Microsoft Introduces GPT-4-Powered Cybersecurity Assistant It Calls The 'Security Copilot'

Microsoft Security Copilot

The AI field was mostly quiet, with most of the buzz it created was mostly contained, and happened only within its own field.

But when OpenAI introduced ChatGPT as an AI chatbot tool, the internet was quickly captivated. This is because the AI is able to do a wide range of tasks, including writing poetry, technical papers, novels, and essays.

Since then, tech companies are moving fast to add generative AI capabilities to their respective products.

And this time, Microsoft has upped its ante.

After announcing an AI-powered Copilot assistant for its Office apps, Microsoft is shifting its focus towards generative AI-powered cybersecurity.

What it calls the 'Microsoft Security Copilot', it's essentially an assistant for cybersecurity professionals and alike, designed to help them identify breaches and better understand the huge amounts of signals and data available to them daily.

It takes the form of a simply prompt box like any other chatbot, where users can ask things like: "what are all the security incidents in my enterprise?” and have it summarize everything for them.
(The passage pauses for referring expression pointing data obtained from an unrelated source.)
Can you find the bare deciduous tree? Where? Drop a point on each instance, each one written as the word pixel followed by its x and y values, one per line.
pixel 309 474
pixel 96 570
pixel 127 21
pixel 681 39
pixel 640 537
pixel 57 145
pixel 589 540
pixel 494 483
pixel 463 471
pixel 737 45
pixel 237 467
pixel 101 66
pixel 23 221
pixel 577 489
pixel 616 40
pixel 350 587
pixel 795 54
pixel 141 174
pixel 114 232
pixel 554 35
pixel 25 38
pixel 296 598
Powered by OpenAI's GPT-4, the tool is based on Microsoft’s own security-specific model, digesting some 65 trillion daily signals Microsoft collects through its threat intelligence gathering and security-specific skills.

Besides using ots own threat intelligence database, the tool also taps into the database of the Cybersecurity and Infrastructure Security Agency, the National Institute of Standards and Technology’s vulnerability database.

Then, there is also a prompt book feature, which is essentially a set of steps or automations that users can create and bundle into a single easy-to-use button or prompt. This way, those that are involved can create and initiate a list automations step in just a press of a button or prompt, and they can also share the prompts with others to do things like, reverse engineer a script so they don’t have to wait for someone on their team to perform this type of analysis.

Users can even use Security Copilot to create a PowerPoint slide that outlines incidents and the attack vectors.

And since all prompts and responses are saved, investigators should be able to conduct a full audit on the log.

The goal is that, Microsoft wants security professionals and alike to use Security Copilot to help with incident investigations, and quickly summarize events and help with reporting.

Security Copilot is designed as an "assistant." Being a "copilot" and not a pilot means that it's never meant to replace human security analysts.

Instead, it's meant to work with them.

It even includes a pinboard section for co-workers to collaborate and share information. This way, assigned colleagues can all work on the same threat analysis and investigations.

"This is like having individual workspaces for investigators and a shared notebook with the ability to promote things you’re working on," explained Chang Kawaguchi, an AI security architect at Microsoft.

But it's the way Security Copilot incorporates OpenAI's GPT-4, that makes this tool capable of understanding natural language inputs.

With GPT-4, security professionals could use their own words to ask for a summary of a particular vulnerability, feed in files, URLs, or code snippets for analysis.

They can also request things, like asking for an alert information from other security tools.

While this tool is very capable, it doesn't mean that it's always right.

“We know sometimes these models get things wrong, so we’re offering the ability to make sure we have feedback,” explained Kawaguchi.

"It’s a little more complicated than that, because there are a lot of ways it could be wrong."

Users can respond to the AI by telling it what's wrong to make it understand the case better.

"I don’t think anyone can guarantee zero hallucinations, but what we are trying to do through things like exposing sources, providing feedback, and grounding this in the data from your own context is ensuring that it’s possible for folks to understand and validate the data they’re seeing," added Kawaguchi. "In some of these examples there’s no correct answer, so having a probabilistic answer is significantly better for the organization and the individual doing the investigation."

While Microsoft’s Security Copilot is similar to the ChatGPT-powered Bing chatbot, and that the technology behind it is also the same, Security Copilot is only designed to tackle security issues.

What this means, it can only respond to just security-related queries.

"This is very intentionally not Bing," said Kawaguchi. "We don’t think of this as a chat experience. We really think of it as more of a notebook experience than a freeform chat or general purpose chatbot."